A baby nurse will take over childcare, whereas a postpartum doula is there to give information so that parents can care for their babies with support and the proper instruction. Although some postpartum doulas will do overnight shifts similar to how a night nurse works, there is an emphasis on teaching parents how to manage on the nights the doula is not there, and after the doula is no longer working for the family.
Most commonly, postpartum doulas work daytime or evening shifts of about four to five hours. The doula's shifts depend on the needs of the family and the schedule of the doula. Some families like to have support five days a week in the beginning and then decrease it as they get more into a rhythm. Other families may find it helpful to have the postpartum doula come two or three days per week as an additional support.
A doula typically works with a family within the three months following birth, however, this timeframe is very individual to the family and their needs. Some new parents may want a postpartum doula during that whole three-month period while others may find it helpful to have them for just a week or two.
Postpartum Doula Training
Though there are several certifying organizations, I trained through DONA International. This training is a three-day intensive program where participants learn about everything related to newborn and infant care, breastfeeding, bottle feeding, family dynamics, and both physical and mental health warning signs. Once the weekend training is over, doulas can start working with families and will need to work with three families and earn recommendation letters before they are certified.
For the certification process, doulas are provided with a list of books they need to read covering many of the topics, such as family bonding and attachment and newborn and infant care and development, that the intensive training covered in more depth. A breastfeeding course is also required to work toward certification.

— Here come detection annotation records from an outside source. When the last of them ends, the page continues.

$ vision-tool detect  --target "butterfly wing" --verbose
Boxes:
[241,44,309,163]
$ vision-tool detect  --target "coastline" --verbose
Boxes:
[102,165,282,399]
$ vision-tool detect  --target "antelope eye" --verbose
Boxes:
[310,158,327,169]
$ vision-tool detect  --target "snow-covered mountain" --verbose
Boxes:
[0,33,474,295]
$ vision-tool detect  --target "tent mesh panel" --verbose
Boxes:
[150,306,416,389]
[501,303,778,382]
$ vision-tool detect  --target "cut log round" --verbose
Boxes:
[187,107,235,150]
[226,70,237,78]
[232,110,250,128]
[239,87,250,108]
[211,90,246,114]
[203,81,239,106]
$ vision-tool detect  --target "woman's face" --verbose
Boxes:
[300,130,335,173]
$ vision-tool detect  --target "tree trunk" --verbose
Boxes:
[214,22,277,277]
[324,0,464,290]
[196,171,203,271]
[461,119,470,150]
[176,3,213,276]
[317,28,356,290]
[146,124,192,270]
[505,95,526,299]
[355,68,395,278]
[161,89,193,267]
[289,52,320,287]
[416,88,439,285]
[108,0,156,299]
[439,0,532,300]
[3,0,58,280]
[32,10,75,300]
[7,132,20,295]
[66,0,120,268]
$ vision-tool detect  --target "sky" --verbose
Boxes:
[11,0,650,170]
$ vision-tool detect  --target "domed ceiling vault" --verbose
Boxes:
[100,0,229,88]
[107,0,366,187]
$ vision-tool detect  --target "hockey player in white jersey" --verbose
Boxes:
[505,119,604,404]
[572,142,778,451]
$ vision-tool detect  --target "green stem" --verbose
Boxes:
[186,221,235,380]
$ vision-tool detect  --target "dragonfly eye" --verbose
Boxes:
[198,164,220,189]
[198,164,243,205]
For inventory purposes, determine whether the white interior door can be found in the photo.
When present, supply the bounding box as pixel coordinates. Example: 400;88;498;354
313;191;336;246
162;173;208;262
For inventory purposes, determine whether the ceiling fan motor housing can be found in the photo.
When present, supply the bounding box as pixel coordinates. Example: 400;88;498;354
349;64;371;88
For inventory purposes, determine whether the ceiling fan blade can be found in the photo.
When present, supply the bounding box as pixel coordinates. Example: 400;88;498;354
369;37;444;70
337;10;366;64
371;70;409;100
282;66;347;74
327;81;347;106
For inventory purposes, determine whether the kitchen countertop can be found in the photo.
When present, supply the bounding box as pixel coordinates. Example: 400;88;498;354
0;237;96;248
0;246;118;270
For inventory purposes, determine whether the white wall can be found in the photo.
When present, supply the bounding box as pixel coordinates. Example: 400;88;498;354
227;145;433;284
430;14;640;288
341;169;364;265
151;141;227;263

Postpartum doulas must also create an extensive local resource list so they are ready to inform their clients with resources when different needs come up.
Who Should Hire a Postpartum Doula?
It is my belief that anyone who has recently welcomed a new baby into their family can benefit from the support a postpartum doula can offer. The addition of a new person to your life and your home can be a major time of transition. It's a period of routine being broken down and a new routine starting to emerge. For those who are not prepared, it can be especially daunting. Even if you think you are prepared, the changes can feel much more powerful than could be imagined. It can be very helpful to have someone in your home who is there to guide you through this transition.
I often hear people say they don't need a doula because their partner will be home with them for a period of time or another family member may be coming to stay. While this can be an amazing part of the transition, a doula can be especially helpful in that time. Though family members often mean well, they can sometimes add stress to what can already be a stressful period. Having someone there who is around to provide support and evidence-based intervention, rather than opinion, allows parents to make their own decisions regarding their children. A postpartum doula can be helpful in mediating some of the family dynamics that can come up.
Finding a Postpartum Doula Near You
It is normal for the postpartum period to be one of chaos and doubt for new parents, and also a time of joy and love. The job of a postpartum doula is to be there to make this transition smoother, so that parents can focus on getting to know the new person in their life. If you believe you may be interested in finding a postpartum doula, a great resource is Doula Match or searching for doulas or doula services in your area.